Alors que le ministère de l’Administration du territoire exige la suspension du congrès extraordinaire de l’UFDG prévu le 6 juillet, le juriste Kalil Camara apporte un éclairage technique sur les implications juridiques de cette décision et des recours engagés. Selon lui, le débat ne se limite pas à l’effet suspensif d’un appel, mais soulève des questions de procédure liées à un jugement dit « avant dire droit ».
Réintégration suspendue par l’appel
D’emblée, Kalil Camara rappelle que la décision du Tribunal de Première Instance de Dixinn ordonnant la réintégration d’Ousmane Gaoual Diallo a fait l’objet d’un appel. Et selon les principes de droit commun, cet appel produit un effet suspensif, à défaut d’une exécution provisoire. Concrètement, cela signifie que le parti n’est pas tenu d’exécuter la décision de réintégration tant que la Cour ne s’est pas prononcée.

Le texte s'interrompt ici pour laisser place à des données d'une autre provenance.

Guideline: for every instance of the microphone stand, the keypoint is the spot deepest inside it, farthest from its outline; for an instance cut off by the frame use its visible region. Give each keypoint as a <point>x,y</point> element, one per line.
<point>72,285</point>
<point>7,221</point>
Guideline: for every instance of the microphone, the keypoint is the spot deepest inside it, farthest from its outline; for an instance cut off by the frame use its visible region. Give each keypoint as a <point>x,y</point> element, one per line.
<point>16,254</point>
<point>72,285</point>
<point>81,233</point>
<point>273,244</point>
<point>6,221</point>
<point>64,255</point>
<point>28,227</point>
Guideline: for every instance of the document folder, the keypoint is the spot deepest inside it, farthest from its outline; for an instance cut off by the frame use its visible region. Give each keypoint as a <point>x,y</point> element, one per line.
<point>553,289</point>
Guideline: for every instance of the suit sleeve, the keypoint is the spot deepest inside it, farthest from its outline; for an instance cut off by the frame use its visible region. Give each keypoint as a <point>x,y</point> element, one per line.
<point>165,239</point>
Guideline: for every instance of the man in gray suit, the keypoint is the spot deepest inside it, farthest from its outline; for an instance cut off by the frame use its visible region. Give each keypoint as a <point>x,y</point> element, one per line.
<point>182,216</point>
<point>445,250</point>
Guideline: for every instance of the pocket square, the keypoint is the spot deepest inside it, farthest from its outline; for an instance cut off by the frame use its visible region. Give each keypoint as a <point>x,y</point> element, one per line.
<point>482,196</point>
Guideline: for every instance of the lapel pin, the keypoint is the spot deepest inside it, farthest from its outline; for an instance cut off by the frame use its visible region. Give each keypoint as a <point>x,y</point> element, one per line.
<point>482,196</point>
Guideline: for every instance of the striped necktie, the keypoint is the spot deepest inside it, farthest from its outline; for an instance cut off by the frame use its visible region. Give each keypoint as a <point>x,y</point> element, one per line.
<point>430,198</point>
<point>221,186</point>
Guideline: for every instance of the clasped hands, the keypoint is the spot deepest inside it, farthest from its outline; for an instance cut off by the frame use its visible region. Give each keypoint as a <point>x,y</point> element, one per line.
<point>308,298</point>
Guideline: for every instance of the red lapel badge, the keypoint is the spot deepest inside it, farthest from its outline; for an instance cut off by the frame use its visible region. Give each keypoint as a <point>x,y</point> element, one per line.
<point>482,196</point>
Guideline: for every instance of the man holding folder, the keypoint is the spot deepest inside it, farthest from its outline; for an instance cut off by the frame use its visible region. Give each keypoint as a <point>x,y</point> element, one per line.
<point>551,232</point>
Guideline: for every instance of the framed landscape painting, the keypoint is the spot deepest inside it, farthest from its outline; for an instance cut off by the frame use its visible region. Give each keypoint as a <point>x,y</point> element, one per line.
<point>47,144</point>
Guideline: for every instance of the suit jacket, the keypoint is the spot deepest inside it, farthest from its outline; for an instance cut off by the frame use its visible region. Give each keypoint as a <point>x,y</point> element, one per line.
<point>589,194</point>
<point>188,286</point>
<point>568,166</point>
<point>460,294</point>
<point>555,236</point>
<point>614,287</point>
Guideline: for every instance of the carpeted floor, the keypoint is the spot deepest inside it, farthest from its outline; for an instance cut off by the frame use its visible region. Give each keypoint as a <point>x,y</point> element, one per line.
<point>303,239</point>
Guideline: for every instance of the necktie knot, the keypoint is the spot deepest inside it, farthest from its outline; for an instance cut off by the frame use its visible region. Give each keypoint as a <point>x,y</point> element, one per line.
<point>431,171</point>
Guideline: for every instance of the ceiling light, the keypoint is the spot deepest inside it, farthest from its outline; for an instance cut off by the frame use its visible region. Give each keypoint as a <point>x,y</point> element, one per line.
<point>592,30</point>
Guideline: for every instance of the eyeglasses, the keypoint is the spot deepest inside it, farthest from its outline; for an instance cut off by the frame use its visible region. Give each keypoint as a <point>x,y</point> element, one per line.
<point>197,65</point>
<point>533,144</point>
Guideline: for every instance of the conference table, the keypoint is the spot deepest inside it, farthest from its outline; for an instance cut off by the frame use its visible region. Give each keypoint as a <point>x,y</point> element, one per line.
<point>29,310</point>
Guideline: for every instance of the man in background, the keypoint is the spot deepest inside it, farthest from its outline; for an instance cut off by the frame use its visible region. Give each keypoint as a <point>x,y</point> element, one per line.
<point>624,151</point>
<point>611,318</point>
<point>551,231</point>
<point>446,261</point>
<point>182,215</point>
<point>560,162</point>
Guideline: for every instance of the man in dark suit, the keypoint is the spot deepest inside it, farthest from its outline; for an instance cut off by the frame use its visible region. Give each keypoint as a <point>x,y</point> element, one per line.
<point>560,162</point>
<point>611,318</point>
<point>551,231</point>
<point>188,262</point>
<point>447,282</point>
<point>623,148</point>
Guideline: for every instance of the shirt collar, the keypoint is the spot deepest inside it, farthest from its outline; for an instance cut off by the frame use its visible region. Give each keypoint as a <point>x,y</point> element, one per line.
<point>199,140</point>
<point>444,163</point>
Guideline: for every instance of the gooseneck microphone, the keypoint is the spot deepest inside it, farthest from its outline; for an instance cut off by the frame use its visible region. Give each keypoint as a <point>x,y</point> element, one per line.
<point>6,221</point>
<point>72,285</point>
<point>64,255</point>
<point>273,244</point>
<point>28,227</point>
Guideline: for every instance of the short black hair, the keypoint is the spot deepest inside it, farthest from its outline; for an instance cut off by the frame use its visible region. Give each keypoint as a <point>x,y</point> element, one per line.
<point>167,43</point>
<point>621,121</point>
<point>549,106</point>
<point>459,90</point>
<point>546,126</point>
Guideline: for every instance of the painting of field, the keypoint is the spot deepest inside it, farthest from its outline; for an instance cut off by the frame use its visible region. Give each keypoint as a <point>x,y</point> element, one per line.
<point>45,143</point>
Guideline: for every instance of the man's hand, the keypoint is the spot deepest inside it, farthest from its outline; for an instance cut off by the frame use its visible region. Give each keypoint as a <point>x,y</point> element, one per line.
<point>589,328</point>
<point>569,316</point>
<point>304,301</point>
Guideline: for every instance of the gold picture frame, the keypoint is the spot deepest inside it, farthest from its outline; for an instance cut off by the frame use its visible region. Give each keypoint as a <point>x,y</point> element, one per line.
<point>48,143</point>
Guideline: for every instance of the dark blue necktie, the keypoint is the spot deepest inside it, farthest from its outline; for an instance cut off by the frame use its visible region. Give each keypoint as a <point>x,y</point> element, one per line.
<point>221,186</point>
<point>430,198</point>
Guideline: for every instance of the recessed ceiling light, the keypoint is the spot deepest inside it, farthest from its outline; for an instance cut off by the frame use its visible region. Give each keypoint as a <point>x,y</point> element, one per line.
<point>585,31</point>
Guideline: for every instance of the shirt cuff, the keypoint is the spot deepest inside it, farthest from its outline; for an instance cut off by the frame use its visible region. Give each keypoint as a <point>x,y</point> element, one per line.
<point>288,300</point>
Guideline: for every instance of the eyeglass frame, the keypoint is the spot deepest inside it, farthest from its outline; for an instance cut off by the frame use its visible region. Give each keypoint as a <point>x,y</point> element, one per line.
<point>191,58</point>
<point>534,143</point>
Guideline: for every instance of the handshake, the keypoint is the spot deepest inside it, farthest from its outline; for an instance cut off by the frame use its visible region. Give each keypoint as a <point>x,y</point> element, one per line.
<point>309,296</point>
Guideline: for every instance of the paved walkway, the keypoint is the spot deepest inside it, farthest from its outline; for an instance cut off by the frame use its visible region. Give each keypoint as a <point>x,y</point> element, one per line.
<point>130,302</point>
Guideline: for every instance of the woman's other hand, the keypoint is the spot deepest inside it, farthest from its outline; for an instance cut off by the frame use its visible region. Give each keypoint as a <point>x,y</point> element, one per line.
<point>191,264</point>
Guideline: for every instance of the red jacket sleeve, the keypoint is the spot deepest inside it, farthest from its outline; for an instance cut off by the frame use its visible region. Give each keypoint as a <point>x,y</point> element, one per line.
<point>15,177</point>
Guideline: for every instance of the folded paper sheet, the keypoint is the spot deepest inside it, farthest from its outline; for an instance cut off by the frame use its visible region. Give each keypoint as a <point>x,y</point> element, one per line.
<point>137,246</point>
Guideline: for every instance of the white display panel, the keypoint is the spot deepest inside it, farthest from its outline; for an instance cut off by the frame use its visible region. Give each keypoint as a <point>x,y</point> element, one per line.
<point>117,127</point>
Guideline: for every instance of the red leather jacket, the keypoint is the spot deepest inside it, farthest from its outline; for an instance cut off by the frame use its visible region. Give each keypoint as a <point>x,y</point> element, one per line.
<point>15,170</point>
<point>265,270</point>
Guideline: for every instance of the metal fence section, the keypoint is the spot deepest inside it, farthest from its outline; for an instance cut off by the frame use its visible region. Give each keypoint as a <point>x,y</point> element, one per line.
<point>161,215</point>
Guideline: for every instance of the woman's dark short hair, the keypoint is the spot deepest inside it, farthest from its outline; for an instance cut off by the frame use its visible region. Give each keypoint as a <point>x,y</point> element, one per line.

« La tenue du congrès ne contrevient pas à cette décision, car l’effet suspensif ne joue pas contre le congrès, mais bien contre la réintégration », précise le juriste. Ainsi, selon cette analyse, le parti conserve, en l’état, le droit de tenir son congrès, sans avoir à réintégrer le demandeur.
Un jugement avant dire droit à ne pas négliger
Mais l’affaire est plus complexe. Le juriste met en lumière un autre volet souvent ignoré du dossier : un jugement antérieur, dit « avant dire droit », par lequel le même tribunal aurait ordonné à l’UFDG de surseoir à l’organisation de son congrès en attendant une décision définitive sur le fond du litige.
Et c’est là que la situation se complique. En vertu des articles 606 et suivants du Code de procédure civile, économique et administrative (CPCEA), un appel contre un jugement avant dire droit ne peut être relevé indépendamment de l’appel contre le jugement au fond. Autrement dit, le parti doit interjeter appel contre les deux décisions – celle suspendant le congrès et celle ordonnant la réintégration – pour espérer obtenir un sursis général.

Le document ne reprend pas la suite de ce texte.